現在,私たちは激動の真っ只中にあります。世界に目を向けると,マネーの動き,企業の動きは一国の狭い枠を超えてグローバルに,世界へと広がっています。それと同時に,雇用問題も環境問題も平和問題も,やはりまた一国で解決できるようなものではなくなってしまいました。私たちが行ったこともない国の事件が,私たちの日常を左右するようになっているのです。国内に目を向けても,私たちの身の回りに起こるさまざまな問題の多くは,個人では解決できないものです。それらはオープンに提起されており,従ってオープンに解決されなければなりません。しかも,そのような国際的・国内的な問題は全く新しい,きわめて多様・複雑な形で起こっているのです。

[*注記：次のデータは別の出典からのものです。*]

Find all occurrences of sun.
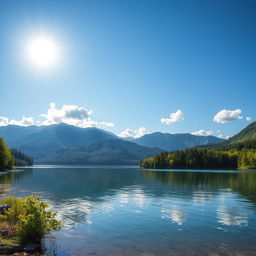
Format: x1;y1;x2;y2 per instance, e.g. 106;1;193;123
25;35;60;69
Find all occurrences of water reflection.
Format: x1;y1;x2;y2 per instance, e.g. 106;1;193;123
217;205;248;226
0;167;255;256
143;169;256;205
161;208;186;225
50;198;93;228
192;190;215;205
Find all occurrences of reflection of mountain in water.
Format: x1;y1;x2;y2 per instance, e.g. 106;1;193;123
2;167;150;227
1;167;256;227
143;170;256;205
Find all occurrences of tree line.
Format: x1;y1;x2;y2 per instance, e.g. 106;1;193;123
11;149;33;166
140;141;256;169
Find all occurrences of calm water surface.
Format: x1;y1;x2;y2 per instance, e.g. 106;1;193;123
0;166;256;256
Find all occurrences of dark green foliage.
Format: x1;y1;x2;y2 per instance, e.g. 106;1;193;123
238;149;256;169
140;149;239;169
11;149;33;166
0;138;14;171
226;121;256;144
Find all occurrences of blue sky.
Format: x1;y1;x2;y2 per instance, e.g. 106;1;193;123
0;0;255;138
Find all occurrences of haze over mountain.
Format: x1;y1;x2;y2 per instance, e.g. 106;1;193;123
134;132;224;151
0;123;224;164
38;139;162;165
0;123;118;159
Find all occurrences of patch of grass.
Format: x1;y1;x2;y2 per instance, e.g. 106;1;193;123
0;197;25;234
0;236;19;246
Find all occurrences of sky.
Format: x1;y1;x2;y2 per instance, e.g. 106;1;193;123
0;0;255;138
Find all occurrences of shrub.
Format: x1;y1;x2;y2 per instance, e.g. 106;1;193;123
0;196;62;246
17;196;62;245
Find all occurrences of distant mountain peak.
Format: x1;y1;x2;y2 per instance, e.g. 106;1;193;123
134;132;224;151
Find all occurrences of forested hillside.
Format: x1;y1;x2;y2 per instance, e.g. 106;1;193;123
38;139;161;165
0;123;118;160
140;148;256;169
11;149;33;166
141;122;256;169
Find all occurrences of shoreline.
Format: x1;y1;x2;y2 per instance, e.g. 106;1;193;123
0;169;26;175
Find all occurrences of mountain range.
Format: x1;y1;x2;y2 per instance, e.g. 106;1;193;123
0;123;224;165
134;132;223;151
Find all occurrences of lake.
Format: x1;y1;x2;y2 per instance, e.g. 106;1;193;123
0;166;256;256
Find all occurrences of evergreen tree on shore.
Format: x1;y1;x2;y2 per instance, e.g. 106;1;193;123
0;137;14;171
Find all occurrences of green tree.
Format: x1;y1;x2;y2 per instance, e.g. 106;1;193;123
0;137;14;171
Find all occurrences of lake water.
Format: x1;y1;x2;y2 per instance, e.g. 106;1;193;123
0;166;256;256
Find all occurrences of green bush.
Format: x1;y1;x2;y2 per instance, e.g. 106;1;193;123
17;196;62;245
0;196;62;245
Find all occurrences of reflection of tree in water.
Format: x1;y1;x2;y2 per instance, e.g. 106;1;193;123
6;167;146;228
0;173;12;195
0;169;33;196
142;170;256;205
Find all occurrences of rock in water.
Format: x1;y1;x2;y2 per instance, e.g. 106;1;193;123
24;243;41;253
0;204;10;214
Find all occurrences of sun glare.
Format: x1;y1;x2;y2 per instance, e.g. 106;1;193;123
25;35;60;69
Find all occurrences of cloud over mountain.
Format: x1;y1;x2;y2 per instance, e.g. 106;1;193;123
0;116;36;126
118;127;148;138
0;103;114;129
191;130;213;136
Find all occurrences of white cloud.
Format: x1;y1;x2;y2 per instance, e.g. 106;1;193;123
40;103;114;128
0;116;9;126
118;127;147;138
191;129;213;136
41;103;92;127
213;109;243;124
217;134;226;139
98;121;114;128
0;116;35;127
161;110;184;124
0;103;114;129
246;116;252;122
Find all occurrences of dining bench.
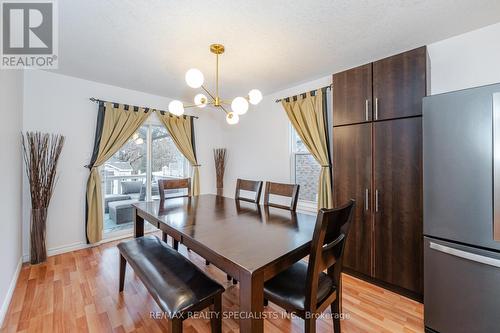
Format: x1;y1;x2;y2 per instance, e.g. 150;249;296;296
117;236;224;333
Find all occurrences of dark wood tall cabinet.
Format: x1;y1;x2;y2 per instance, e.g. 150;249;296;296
332;64;373;126
373;47;427;120
332;47;426;299
373;118;423;294
333;123;372;277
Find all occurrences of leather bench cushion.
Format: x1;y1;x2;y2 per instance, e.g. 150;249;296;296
264;260;335;311
118;236;224;317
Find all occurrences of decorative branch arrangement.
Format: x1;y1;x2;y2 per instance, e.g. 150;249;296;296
213;148;227;196
22;132;65;264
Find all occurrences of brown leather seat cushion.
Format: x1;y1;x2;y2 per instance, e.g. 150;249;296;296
118;236;224;318
264;260;334;310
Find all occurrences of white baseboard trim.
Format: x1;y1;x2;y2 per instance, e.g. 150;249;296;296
0;257;23;328
49;241;89;256
22;229;157;262
22;241;88;262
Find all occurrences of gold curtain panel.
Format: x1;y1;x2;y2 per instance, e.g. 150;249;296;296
86;103;149;243
156;112;200;196
281;89;333;209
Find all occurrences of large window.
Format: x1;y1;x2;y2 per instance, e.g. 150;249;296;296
102;113;189;233
290;128;321;203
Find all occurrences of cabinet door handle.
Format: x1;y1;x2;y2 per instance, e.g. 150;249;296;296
375;98;379;120
365;99;369;121
375;189;379;212
365;188;369;211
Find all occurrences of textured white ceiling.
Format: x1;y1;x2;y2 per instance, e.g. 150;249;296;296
52;0;500;100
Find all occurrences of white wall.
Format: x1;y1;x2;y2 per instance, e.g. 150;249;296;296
222;76;331;205
22;70;223;259
0;70;24;325
428;22;500;95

このようなグローバルでオープンな問題の解決の要請に,科学はどのように応えていけばよいのでしょうか? 対象である社会的な社会システムの運動そのもののマクロ・ミクロの発展に応じて,社会科学もまた専門化していきました。けれども,一つの専門領域にしがみついても,当の専門領域が他のいろいろな専門領域と不可分に結び付いてしまっているのです。──このように,マクロで見てもミクロで見ても,もはや社会的運動の研究はばらばらの個人の能力を越えてしまいました。まさに今こそ,共同研究が求められているのです。
未来を代表するはずの批判的理論の方は,いったい,どうなっているでしょうか。たしかに,これまでにも社会批判を主張する研究者たちは共同研究を行ってきました。ところが,それはあまりにもしばしば,閉鎖的な学者ギルドの──そしてそれを通じてやはり閉鎖的な政治的セクトの──正当化の役にしか立たないものではなかったでしょうか。

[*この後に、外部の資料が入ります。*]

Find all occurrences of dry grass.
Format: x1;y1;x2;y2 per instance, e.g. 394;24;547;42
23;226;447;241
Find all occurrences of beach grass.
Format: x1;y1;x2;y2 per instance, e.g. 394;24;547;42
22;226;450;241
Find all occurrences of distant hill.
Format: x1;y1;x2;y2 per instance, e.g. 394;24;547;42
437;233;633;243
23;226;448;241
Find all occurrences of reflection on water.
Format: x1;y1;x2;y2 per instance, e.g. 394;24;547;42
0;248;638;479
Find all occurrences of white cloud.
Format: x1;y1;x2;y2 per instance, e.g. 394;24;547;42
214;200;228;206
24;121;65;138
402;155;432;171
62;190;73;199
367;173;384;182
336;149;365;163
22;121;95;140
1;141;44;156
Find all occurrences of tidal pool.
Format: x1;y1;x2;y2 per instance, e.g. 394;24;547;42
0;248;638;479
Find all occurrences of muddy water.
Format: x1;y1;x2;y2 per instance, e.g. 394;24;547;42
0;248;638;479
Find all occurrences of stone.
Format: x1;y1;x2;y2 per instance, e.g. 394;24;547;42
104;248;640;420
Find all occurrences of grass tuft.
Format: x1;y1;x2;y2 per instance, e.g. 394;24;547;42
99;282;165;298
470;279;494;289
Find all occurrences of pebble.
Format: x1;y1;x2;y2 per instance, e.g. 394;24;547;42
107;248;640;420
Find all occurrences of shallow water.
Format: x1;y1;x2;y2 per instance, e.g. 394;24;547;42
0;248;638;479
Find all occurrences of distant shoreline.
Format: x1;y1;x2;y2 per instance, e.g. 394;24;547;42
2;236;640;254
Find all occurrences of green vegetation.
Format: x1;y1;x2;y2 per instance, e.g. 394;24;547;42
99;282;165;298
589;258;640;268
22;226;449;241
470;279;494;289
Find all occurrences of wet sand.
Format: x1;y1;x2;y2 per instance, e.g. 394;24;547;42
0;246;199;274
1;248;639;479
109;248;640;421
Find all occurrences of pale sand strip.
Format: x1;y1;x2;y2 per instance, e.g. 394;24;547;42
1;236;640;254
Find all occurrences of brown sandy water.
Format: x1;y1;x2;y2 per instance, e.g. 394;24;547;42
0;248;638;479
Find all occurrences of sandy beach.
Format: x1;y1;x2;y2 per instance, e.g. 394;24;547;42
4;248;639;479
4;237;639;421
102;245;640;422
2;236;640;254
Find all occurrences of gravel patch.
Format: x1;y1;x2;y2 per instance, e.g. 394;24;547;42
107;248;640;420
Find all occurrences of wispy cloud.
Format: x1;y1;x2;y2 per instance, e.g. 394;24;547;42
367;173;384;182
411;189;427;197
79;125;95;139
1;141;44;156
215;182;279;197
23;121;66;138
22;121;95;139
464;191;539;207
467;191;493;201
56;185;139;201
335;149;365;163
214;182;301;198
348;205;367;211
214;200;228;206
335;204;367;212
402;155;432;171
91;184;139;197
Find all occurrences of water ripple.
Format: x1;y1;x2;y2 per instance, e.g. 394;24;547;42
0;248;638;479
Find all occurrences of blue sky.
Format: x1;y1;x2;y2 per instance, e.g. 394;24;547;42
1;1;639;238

他方では,ソ連のいわゆる“社会主義国”の崩壊は既存の社会批判の崩壊をあからさまにしました。これは驚くことではありません。既存の社会批判は理論的には既にとっくの前から崩壊していたのです。でもソ連の崩壊によって,研究者たちは心のつっかえ棒の最後の一本も取り払われ,今やなんのためらいもなく自由に研究を行うことができるようになりました。けれどもそれと同時に,既存の社会批判の崩壊は,批判的理論一般の魅力を色褪せたものにしているだけではなく,その自由な研究を保障する制度的な環境をも奪ってしまいつつあります。そもそもその研究そのものが困難になりつつある以上,今や,批判的理論の共同研究はますます困難になっています。
過去には,現代社会の批判的な共同研究が,そしてそれとともにアンデパンダンな研究会が,今日ほど大きな課題になっていたことはありませんでした。この研究会は,専門分野が異なる研究者たちがネットワークを組むことで,この課題にアプローチしていきます。